# combo switch



## gravtyklz (Dec 24, 2005)

Has anyone ever seen a dimmer switch/receptacle combo? They sell switch/receptacle combos here but I could really use a dimmer switch/receptacle combo.


----------



## gravtyklz (Dec 24, 2005)

I went ahead and removed the 1G box there and replaced it with a 2G Old Work Box to fix the problem. I didnt want to because I had to cut into finished, thin plywood. I figured the finish would chip too much when I cut through it.

It didnt turn out too bad though.

But for future reference I'm still curious about my original question.


----------



## L. B. Condulet (Aug 23, 2007)

You can roll your own using Despard devices and yokes....


----------



## darren (Nov 24, 2005)

What kind of dimmer do you have, one with a single pole and a knob. If so can't you use the switch/plug plate and use the switch side for the dimmer. I am sure it is not as easy as this though because if it was you probably would have dsone it already.


----------



## mickeyco (May 13, 2006)

L. B. Condulet said:


> You can roll your own using Despard devices and yokes....

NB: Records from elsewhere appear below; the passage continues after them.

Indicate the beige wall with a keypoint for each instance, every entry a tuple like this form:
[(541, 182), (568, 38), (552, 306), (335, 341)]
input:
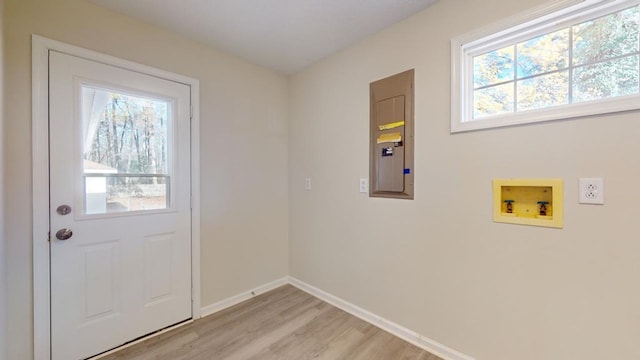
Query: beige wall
[(243, 148), (439, 265)]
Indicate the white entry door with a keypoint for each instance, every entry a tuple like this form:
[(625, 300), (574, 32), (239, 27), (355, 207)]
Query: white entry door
[(119, 205)]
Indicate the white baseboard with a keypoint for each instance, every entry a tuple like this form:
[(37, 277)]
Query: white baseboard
[(408, 335), (228, 302)]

Do they make a despard dimmer switch? I was looking for a toggle dimmer a while back and had no luck. If you know of a supplier or web link could you post it, I need (would like) one, it would avoid a lot of tile work.


----------



## L. B. Condulet (Aug 23, 2007)

I seem to remember a little rotary Despard dimmer, but I just googled and ebay'd and came up empty.


----------



## gravtyklz (Dec 24, 2005)

darren said:


> What kind of dimmer do you have, one with a single pole and a knob. If so can't you use the switch/plug plate and use the switch side for the dimmer. I am sure it is not as easy as this though because if it was you probably would have dsone it already.


I was using a normal toggle switch looking dimmer. It has the toggle switch with a little "mini slider" on the side that you use for the dimming.

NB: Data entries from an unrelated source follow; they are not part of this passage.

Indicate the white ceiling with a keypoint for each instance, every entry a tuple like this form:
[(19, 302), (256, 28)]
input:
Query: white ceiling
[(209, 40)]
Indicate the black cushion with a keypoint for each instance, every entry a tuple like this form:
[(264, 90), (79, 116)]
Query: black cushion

But in the end I used a 2G box witha 2G plate like you described. One side was a switch and the other was a duplex receptacle.


----------



## Sparky Joe (Apr 29, 2006)

Was this in your garage? (recep at switch height)
I can't imagine plywood walls in a kitchen.
but then again, I can't imagine worrying about chipping the plywood walls in a garage, or why a dimmer would be wanted in a garage.

To sum it up, I have no clue, sorry to waste your time


----------



## gravtyklz (Dec 24, 2005)

No it's in a room outside of the kitchen.

Originially this area was going to be a desk, but now its a bookshelf. And they dont want to hang the cord out of the bookshelf to the near by receptacle.

I've used a rotozip for things like this, but they have that tendency to wanna go off course....or maybe thats just my own tendency? In anycase I didnt wanna take the chance.


----------